The vulnerabilities in the system or network can be visualised as holes in the attack surface, and the number of these holes increases with the area of the surface. There are also the threats looking for those holes (the vulnerabilities).

The Attack Surface


The Biological and Cyber Cells
So, what’s all this got to do with biology? At some point before the dark ages of the 1990s, before information security became a profession, and when ‘cyber’ meant robots and virtual reality stuff, some IT security people in the US decided to use it as an analogy, and it’s probably how the terms ‘virus’ and ‘anti-virus’ came to be used in relation to malware.

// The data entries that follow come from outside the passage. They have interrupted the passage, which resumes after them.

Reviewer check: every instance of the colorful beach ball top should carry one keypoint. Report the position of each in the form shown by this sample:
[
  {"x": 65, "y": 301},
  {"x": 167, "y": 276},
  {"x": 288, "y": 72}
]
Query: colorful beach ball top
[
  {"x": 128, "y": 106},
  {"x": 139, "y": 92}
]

The cells in the human body consist of a surface/wall and a nucleus. The surface is porous and designed to let certain things in and out. If I remember correctly, viruses also manage to penetrate the surface of those cells if they’re unrecognised by the immune system as a threat.
So, with immune systems, threats and semi-porous attack surfaces, we can use this as a model for a ‘cyber security cell’, with the nucleus being a local network, and the cell surface the ‘attack surface’.

The 'Cybersecurity Cells'


And just like local networks, countless cells co-exist in an ecosystem. Most of them communicate in various ways, and there are cells that attack others. In the case of the Internet, the attacking cells could be zombie networks or the origin of targeted attacks.

The Ecosystem


Again, the area of the attack surface will depend on the scale and complexity of the network. The holes represent the flaws and vulnerabilities caused by:
* Design
* Implementation
* Incorrect configuration
* Integration
* Insecure channels
* Insider threats

There will be numerous threats in the ecosystem trying to penetrate the attack surface:
* Authentication attacks
* Code injection
* Vulnerability exploits
* Privilege escalation
* Physical attacks
* Denial of service
* Social engineering

Like the biological ecosystem, cyberspace also has something of an evolving immune system that adapts to common threats. This immune system consists of the various communities and organisations, such as Infosecurity Europe, Sophos Labs, Tenable Network Security, and others that collaborate, analyse threats, share intelligence, develop security products, and provide the training.